Do tego nagle orientujemy się, że nasze dziecko ma w sobie niekończące się pokłady energii, które najchętniej wykorzystuje na buntowanie się i testowanie naszej cierpliwości w przeróżnych sytuacjach, w dzień i w nocy. „Potwór nie dziecko”, myślimy patrząc na naszą pociechę krzyczącą i tupiącą pod szafką ze schowanymi cukierkami. Niewiarygodne? Tak właśnie wygląda dzień życia dziecka w grupie starszaków. Jak mu ułatwić start w nowej grupie?
Jestem taki nieporadny:
Trudno oczekiwać od 2 letniego dziecka, aby samo się ubierało i rozbierało, podobnie z samodzielnym jedzeniem i korzystaniem z nocnika. Postaraj się jednak nie wyręczać malucha w codziennych czynnościach. Dziecko, które potrafi samo jeść kanapkę i trzymać łyżkę w rączce, szybciej zaakceptuje żłobkowe stoliki i krzesełka. Zapoznaj je również z nocnikiem oraz naucz myć rączki. Pamiętaj, że im bardziej będzie samodzielne, tym pewniej będzie się czuło.
Nieeee!!!
Jest to zdecydowanie ulubione słowo dwulatka, najwcześniej opanowane i najczęściej używane. Nie jesteśmy w stanie zapobiec buntowniczym zachowaniom naszego dziecka, ale możemy nauczyć je, że pewne zachowania są dozwolone, a inne nie. Nie ulegaj histerycznym zachowaniom malucha, nie pozwalaj na agresję, wprowadź zasady i bądź konsekwentna. W placówkach takich jak żłobek i przedszkole obowiązują ustalone reguły, np. nie wolno bić lub rzucać zabawkami. Dziecku będzie łatwiej, jeżeli będzie wiedziało, jak ma się zachowywać i czego nie może robić.

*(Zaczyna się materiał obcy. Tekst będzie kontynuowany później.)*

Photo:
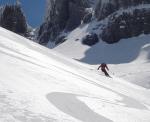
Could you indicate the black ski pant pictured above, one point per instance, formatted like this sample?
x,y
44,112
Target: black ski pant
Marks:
x,y
103,70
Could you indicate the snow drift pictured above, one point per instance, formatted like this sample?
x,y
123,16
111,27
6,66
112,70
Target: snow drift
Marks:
x,y
39,85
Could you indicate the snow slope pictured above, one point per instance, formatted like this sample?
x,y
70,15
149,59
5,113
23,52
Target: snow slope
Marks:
x,y
40,85
128,59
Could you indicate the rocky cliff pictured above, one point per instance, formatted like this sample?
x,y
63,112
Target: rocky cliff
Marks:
x,y
125,18
62,16
13,19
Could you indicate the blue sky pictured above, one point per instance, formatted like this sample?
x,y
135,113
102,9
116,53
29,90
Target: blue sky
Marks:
x,y
34,10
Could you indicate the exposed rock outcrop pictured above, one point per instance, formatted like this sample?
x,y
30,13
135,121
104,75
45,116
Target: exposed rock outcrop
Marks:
x,y
127,25
13,19
62,15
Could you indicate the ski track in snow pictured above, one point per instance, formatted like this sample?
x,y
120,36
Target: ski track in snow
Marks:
x,y
40,85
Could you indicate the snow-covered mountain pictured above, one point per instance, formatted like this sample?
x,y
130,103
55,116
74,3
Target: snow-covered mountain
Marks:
x,y
40,85
116,20
12,18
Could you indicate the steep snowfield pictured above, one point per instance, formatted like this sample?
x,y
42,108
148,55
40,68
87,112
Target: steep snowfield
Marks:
x,y
128,59
39,85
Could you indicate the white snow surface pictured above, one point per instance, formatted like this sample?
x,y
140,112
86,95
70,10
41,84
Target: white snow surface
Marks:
x,y
128,59
40,85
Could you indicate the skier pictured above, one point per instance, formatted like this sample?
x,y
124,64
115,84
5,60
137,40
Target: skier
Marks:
x,y
103,67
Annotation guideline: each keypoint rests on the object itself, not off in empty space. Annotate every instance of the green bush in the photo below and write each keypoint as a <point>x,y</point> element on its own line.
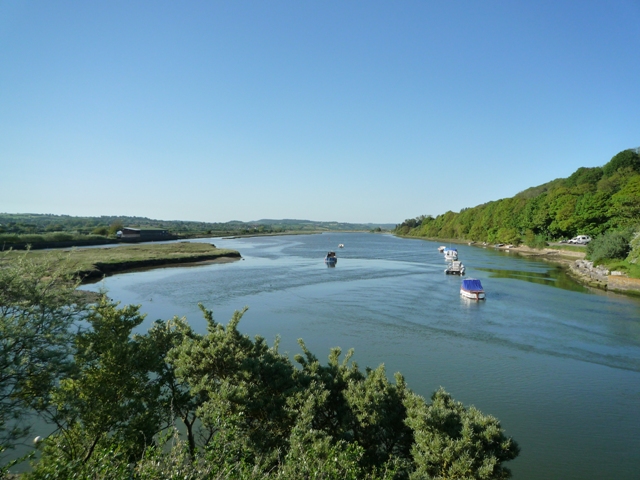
<point>610,245</point>
<point>634,254</point>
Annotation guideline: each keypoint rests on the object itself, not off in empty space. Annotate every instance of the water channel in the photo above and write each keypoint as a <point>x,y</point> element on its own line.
<point>557,363</point>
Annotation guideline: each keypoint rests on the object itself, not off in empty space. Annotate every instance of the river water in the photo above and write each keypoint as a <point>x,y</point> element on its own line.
<point>557,363</point>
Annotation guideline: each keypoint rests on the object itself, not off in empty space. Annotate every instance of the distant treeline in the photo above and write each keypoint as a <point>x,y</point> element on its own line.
<point>592,201</point>
<point>18,229</point>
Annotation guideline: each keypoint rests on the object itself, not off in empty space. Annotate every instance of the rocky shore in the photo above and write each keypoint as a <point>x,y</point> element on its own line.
<point>582,270</point>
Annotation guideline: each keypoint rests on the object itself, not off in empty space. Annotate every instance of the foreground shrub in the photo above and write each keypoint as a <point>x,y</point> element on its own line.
<point>610,246</point>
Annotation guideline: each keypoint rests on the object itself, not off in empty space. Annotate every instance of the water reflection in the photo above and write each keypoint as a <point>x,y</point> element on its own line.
<point>554,277</point>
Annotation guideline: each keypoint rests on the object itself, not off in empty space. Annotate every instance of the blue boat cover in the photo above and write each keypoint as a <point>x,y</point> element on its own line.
<point>471,284</point>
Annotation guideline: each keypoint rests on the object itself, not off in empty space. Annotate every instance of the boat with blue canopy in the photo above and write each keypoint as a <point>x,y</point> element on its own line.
<point>472,288</point>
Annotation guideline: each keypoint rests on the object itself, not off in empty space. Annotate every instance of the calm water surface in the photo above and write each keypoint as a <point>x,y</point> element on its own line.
<point>558,364</point>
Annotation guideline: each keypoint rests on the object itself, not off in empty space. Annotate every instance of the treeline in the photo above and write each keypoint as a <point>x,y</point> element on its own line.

Pójście do żłobka jest wielkim wydarzeniem dla dziecka i dla rodziców, od Was zależy jednak jak bardzo będzie ono stresujące. Okażcie dziecku swój spokój i pewność siebie, serdecznie i stanowczo żegnajcie się z maluszkiem oraz stopniowo wydłużajcie czas pobytu w żłobku. Dla dziecka jest to wielka zmiana i będzie potrzebowało czasu aby zaakceptować nowy plan dnia. Dajcie mu pomoc i wsparcie jeszcze przed przekroczeniem progu żłobka, a szybko przekonacie się, że wcale nie było tak trudno.